Thirteen parents and one coach charged in the "Operation Varsity Blues" college cheating scandal will plead guilty in accordance with plea agreements. While elite parents implicated in the admissions scandal cheated to help their children get into college, there is a growing concern about how students, in general, may be cheating their way through college; specifically by buying ghostwritten essays online.

Within mere minutes of expressing her frustration on Twitter over an essay assignment, on unidentified student received five to six offers from individuals willing to write her essay for $10 a page, according to NPR. Having someone ghostwrite her essay isn't exactly cheating, according to the student, because "they write everything on their own." Although the essay may not be flagged by anti-plagiarism software because it may be the authentic work of the ghostwriter, it is still not the original content of the student. For some students who use essay mills, this isn't so much cheating but rather, a "gray area."

Purchasing essays online is no new concept, but what used to be a "small side hustle" has evolved into a "global industry of so-called essay mills." Students who struggle in writing essays and who conduct searches such as "how do I get help with my essay?" are especially targeted. In some cases, firms and individuals offering made-to-order essays infiltrate private messaging apps, such as WhatsApp, guaranteeing that the paper will have a "0% similarity index," according to The Guardian. Quality essays are not always provided and some buyers who complained were threatened with blackmail by the essay mills.
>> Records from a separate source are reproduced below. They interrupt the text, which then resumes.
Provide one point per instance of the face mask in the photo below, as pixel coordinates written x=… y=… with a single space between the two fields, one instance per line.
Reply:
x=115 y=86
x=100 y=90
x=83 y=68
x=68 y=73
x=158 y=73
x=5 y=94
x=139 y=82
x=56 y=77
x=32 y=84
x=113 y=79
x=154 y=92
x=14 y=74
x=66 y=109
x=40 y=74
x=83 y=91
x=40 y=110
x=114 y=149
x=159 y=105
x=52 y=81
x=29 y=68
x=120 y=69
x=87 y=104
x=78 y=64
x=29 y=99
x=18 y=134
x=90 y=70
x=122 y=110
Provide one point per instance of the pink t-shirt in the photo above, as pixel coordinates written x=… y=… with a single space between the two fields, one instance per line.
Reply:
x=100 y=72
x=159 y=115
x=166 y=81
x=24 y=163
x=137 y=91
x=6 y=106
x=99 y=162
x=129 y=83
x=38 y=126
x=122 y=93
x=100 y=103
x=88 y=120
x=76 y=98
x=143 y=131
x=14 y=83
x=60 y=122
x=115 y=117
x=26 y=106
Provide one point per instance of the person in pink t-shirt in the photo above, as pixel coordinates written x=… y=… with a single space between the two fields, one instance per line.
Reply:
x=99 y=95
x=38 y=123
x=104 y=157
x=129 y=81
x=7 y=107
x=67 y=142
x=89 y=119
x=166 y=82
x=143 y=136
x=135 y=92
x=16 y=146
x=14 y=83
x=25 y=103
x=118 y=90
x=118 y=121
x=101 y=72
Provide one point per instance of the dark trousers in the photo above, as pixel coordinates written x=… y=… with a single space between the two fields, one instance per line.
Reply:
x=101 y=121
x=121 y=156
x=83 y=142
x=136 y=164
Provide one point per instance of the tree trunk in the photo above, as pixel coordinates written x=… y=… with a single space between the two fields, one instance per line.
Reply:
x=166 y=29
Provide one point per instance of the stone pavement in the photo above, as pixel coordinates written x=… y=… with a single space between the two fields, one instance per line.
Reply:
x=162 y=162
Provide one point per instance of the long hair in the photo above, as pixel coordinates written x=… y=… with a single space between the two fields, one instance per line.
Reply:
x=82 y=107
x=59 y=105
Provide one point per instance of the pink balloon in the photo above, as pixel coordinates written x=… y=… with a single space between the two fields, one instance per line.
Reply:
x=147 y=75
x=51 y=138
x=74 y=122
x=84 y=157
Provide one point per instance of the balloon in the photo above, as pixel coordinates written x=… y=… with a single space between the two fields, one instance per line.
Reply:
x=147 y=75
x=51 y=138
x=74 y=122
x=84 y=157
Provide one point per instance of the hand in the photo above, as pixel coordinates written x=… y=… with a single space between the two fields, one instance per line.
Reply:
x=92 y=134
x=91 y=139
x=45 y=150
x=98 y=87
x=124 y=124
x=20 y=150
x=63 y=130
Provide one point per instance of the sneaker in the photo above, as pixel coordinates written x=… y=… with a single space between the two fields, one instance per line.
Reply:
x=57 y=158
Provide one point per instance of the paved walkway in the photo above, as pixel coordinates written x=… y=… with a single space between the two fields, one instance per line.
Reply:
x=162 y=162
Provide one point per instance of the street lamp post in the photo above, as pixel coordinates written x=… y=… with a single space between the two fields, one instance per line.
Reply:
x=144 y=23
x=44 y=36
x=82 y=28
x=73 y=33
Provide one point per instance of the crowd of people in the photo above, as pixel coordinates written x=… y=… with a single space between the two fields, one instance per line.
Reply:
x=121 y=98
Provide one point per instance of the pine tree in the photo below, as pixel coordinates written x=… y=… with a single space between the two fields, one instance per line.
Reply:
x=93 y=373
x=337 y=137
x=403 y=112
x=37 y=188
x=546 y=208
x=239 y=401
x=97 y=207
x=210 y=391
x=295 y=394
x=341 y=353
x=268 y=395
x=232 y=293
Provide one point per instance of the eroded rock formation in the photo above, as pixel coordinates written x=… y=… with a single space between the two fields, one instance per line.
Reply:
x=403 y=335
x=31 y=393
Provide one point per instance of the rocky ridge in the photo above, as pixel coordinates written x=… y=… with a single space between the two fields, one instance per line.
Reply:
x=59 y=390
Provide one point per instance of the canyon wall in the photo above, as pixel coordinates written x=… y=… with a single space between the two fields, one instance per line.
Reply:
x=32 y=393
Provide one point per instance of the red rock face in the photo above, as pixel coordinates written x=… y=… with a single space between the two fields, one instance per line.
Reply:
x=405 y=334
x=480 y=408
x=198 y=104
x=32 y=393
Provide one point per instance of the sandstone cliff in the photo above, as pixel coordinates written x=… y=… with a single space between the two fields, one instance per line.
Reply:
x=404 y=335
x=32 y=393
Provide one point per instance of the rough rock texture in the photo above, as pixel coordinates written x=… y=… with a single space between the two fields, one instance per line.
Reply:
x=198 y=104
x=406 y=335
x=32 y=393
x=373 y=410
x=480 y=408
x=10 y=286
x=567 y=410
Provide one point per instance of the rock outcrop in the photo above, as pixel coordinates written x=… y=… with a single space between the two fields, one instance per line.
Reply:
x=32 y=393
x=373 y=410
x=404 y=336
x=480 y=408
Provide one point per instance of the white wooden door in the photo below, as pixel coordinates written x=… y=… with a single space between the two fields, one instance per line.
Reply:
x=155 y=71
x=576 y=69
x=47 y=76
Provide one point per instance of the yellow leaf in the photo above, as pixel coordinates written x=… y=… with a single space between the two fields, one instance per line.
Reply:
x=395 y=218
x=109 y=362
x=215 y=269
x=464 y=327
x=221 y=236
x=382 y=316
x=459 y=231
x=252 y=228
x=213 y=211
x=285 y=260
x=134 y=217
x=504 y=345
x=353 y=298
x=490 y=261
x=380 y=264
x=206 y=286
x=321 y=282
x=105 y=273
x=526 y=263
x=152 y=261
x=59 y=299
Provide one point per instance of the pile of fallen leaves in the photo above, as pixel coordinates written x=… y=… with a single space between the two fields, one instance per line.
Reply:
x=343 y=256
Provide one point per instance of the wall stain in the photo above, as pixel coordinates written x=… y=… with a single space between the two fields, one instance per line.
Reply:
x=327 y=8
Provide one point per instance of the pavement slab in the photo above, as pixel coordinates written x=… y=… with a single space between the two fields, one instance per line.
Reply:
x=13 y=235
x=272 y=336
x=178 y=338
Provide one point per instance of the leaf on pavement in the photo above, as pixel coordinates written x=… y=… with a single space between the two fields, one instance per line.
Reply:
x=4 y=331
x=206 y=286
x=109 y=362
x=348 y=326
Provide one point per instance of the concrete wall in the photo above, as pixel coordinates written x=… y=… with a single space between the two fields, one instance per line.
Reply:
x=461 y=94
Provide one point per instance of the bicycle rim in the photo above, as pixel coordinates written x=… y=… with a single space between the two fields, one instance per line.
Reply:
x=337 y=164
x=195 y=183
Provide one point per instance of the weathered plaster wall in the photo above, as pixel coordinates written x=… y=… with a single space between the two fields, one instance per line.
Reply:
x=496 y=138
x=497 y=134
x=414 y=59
Essay mills market aggressively, even offline, by leafleting on campus and disseminating emails that appear to come from official college help centers. One writer at essay mill EduBirdie claims that "turning in her work as [student's] doesn't bother her." Contract cheating is particularly disconcerting to university officials, as it promotes dishonest behavior and sends underqualified individuals into the workforce.

To combat contract cheating, schools are looking into advanced technology that can inspect document metadata, such as when it was created, by whom and how many times it was edited. Furthermore, it analyzes students' style of writing - such as punctuation and line spacing - to detect inconsistencies and determine if the student actually wrote the submitted essay. At the end of the day, trying to "engage in a technological arms with the students" may not be enough; the ultimate solution might just be to "remind them why it's wrong."